Bake Off winner Peter’s cookbook comes up a treat

The Great British Bake Off is a seemingly unstoppable phenomenon.

There’s something intrinsically British in its appeal and the good cop, bad cop judging formula that was Mary Berry and Paul Hollywood seems to have transitioned nicely with the programme’s change to Channel Four and with Prue Leith’s slightly less good cop taking the reins.

I for one have always felt a compulsion to get behind any Scot who enters the tent and puts his or her hat in the ring. This was certainly the case with the youngest ever winner of the show, 2020 champion Peter Sawkins. Peter is a delightfully polite and charming young man and an incredibly talented baker.

This is his first cookbook and it is perfect for anyone starting out on their baking journey or for fans of the show.

Many of the techniques that he expertly explains in the basics section of this book you will have heard uttered by Paul or Prue and if, like me, you’re a very amateur baker indeed these basic instructions and descriptions will be a really useful tool.

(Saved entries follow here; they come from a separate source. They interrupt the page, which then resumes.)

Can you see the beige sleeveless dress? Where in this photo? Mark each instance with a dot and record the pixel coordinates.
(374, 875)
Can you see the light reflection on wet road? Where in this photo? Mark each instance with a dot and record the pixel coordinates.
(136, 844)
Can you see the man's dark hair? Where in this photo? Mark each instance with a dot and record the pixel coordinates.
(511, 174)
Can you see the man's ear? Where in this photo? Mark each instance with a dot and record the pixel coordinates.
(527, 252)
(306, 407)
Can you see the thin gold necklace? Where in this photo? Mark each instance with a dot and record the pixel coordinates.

He also runs through a useful kit list that doesn’t include any terrifyingly technical or expensive pieces of equipment.

The recipes are all written clearly and simply enough for homebakers to follow and all have instructions on how to make them gluten free (without any complicated flour blending or sourcing obscure ingredients).

Peter puts this down to having baked for his brother, who eats a gluten-free diet, for many years.

Guiding the reader through mouth-watering chapters on cakes, pastry, puddings, dessert, patisserie, little bakes and bakes for Christmas, there’s something to suit everyone with a sweet tooth here.

The book is full of beautiful and envy-inducing photographs to tempt the reader. I always enjoy a cookbook with lots of pictures as I like to compare the final product in my kitchen to that which is in the book. It’s not that it’s ever quite as pristine or perfect, but just so that I know I’m somewhere in the same ballpark.

There’s a definite Scottish influence here, so if you’re keen to bake some classic Caledonian treats you could do worse than turning your hand to the glorious cranachan cake or a perennial favourite like the empire biscuit.

But whether your baking style lends itself more to Eton Mess than fine French patisserie, I’m sure you’ll find something to tempt you in Peter Bakes.

For all those friends and members of the family who have enjoyed watching the Baked Alaska calamities and ‘custard gate’ episodes of The Great British Bake Off, this is a book they will relish receiving.

Peter Bakes, by Peter Sawkins, published by Black and White, £20.